The private consortium comprising Partners Group, Enagas, Dow and the Buss Group said it had taken a final investment decision on the terminal capable of handling 13.3bn cbm of natural gas per year after securing financing.

Tecnicas Reunidas and its partners, FCC and Enka, have been signed up to build what the consortium is dubbing a “future-flexible energy hub” in the Stade industrial park. A groundbreaking ceremony is planned in the coming weeks.

Enagas is acting technical manager for the construction and will later take on the operation of the terminal. As a result, the Spanish energy company is increasing its shareholding from 10% to 15%.

Former Provnav managing director Jan Themlitz becomes chief executive of Hanseatic Energy Hub.

The terminal, which has been in the planning and approvals stage for six years, is due to be in operation from 2027.

The partners said Germany’s first land-based gas import terminal will initially start as an import facility for LNG, liquefied biomethane and synthetic natural gas.

Later they anticipate it will also be used to ship in ammonia as a CO2-neutral, hydrogen-based energy source.

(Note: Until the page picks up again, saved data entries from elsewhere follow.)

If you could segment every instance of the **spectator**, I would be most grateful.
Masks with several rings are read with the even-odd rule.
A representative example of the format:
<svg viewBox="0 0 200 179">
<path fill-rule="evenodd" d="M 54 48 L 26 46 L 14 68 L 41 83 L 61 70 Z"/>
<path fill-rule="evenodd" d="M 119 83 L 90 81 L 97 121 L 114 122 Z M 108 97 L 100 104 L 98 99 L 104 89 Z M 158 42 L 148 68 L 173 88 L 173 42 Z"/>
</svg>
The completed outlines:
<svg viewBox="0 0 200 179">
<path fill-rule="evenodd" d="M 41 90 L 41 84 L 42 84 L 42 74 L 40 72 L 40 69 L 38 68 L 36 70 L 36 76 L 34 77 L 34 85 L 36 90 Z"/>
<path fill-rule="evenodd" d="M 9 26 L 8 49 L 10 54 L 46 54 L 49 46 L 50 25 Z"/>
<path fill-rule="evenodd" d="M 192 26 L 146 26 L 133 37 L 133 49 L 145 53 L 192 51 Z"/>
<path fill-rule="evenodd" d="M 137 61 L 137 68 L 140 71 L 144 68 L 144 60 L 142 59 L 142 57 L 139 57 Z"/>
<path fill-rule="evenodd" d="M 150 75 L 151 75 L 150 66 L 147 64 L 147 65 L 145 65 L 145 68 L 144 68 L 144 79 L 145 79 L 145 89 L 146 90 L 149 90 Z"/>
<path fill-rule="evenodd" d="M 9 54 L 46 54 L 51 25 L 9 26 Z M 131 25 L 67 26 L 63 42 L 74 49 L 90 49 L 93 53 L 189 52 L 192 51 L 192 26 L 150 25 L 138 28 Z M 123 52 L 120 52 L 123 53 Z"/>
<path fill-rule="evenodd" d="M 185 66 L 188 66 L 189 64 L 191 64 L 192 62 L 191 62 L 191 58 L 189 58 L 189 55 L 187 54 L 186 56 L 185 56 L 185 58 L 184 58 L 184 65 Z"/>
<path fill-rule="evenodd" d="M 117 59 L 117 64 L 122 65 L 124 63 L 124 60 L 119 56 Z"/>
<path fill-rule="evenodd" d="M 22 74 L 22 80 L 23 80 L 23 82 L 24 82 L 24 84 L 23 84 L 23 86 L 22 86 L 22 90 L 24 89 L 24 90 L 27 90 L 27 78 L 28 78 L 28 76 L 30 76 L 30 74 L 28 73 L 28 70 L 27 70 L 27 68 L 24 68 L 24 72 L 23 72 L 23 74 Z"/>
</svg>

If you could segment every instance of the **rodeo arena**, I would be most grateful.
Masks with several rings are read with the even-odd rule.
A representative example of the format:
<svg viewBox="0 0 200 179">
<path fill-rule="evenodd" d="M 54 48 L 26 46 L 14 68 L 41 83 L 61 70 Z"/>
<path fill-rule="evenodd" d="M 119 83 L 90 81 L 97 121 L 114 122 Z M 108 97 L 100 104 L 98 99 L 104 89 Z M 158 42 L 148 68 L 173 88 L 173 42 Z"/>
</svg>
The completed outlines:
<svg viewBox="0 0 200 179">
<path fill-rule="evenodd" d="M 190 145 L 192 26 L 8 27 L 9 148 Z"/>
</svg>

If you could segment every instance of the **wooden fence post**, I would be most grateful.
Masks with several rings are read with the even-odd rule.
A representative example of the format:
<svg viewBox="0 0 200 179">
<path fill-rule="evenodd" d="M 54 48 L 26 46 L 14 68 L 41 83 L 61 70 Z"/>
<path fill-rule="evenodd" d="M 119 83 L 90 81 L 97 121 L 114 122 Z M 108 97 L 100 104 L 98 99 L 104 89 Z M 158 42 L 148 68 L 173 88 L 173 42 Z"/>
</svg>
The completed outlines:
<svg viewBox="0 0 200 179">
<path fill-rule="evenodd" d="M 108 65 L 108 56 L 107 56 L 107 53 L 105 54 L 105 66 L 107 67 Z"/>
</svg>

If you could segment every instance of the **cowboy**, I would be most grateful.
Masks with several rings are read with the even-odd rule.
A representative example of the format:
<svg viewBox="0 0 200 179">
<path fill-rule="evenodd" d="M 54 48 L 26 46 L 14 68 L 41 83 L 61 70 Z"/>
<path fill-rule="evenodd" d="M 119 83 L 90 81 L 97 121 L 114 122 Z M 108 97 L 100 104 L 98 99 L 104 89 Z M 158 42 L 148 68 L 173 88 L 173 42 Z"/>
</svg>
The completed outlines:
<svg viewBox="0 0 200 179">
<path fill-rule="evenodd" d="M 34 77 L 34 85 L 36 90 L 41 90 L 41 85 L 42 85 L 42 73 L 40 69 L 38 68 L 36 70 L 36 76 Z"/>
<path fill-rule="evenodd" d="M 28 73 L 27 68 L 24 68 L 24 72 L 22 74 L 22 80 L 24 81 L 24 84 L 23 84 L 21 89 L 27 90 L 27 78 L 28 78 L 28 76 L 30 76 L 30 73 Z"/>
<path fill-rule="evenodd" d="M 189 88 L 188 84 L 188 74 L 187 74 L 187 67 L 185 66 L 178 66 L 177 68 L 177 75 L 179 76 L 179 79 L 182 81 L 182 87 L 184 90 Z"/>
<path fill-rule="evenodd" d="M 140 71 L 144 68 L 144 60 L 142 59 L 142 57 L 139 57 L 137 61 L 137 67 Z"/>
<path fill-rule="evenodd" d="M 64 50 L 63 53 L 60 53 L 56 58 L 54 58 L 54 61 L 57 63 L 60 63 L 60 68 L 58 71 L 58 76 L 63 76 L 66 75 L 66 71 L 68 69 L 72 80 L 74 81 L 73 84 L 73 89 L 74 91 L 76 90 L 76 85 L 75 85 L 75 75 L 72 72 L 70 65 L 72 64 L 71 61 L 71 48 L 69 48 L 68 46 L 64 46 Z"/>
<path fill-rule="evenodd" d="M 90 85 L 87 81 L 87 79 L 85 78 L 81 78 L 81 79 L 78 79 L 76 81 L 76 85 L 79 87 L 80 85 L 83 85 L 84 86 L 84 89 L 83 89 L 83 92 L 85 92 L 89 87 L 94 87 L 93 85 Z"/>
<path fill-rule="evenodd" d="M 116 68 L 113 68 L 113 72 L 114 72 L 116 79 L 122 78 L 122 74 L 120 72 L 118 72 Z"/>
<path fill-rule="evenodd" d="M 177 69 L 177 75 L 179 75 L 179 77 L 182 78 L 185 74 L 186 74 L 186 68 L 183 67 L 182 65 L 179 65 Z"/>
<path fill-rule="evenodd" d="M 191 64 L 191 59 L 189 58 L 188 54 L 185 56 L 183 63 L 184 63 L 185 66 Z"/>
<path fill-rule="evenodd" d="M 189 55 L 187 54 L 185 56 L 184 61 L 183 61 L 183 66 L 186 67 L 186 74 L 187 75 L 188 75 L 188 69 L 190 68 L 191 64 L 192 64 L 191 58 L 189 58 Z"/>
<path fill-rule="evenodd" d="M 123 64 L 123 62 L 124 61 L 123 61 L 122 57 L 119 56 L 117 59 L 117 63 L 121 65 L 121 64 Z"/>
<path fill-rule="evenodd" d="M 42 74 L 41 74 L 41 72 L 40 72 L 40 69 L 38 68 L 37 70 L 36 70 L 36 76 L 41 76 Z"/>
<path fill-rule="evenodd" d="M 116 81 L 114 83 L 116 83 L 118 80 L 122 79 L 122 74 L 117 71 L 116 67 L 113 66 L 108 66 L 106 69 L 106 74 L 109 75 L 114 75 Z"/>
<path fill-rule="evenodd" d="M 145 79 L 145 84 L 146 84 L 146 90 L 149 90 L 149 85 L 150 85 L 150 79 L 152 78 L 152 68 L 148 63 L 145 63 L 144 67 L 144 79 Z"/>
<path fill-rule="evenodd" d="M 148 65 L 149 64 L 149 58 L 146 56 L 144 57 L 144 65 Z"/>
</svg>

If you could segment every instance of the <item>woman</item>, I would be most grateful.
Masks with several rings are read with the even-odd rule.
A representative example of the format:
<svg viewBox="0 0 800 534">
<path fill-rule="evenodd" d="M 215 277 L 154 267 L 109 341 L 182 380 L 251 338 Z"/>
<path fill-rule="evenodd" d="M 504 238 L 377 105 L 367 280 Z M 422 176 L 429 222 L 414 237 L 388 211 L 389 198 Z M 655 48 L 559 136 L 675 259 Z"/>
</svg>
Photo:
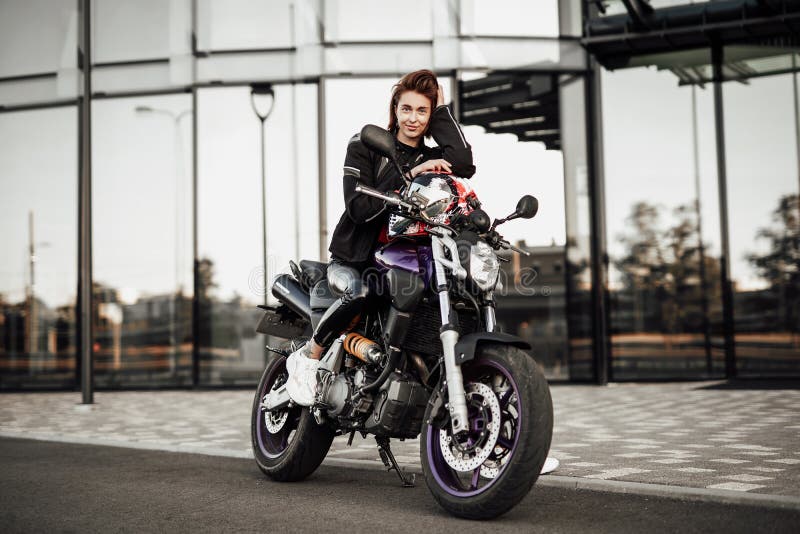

The 174,000-cbm floating storage and regasification unit Energos Force (built 2021) arrived at the Stade site this month to start LNG imports.

Hanseatic Energy Hub said that when the land-based facility goes into operation the FSRU, which the federal government charters, will leave the site.

European energy suppliers EnBW, SEFE and CEZ have booked 90% of the long-term capacity, with the rest reserved for short-term bookings.

The long-term contracts include the option to later switch to climate-neutral, hydrogen-based energy sources, the company said.

Partners Group managing director Carsten Konig said: “As an LNG terminal at a strategic location, HEH will play an important role in securing energy supplies and supporting the energy transition in Germany and Europe.”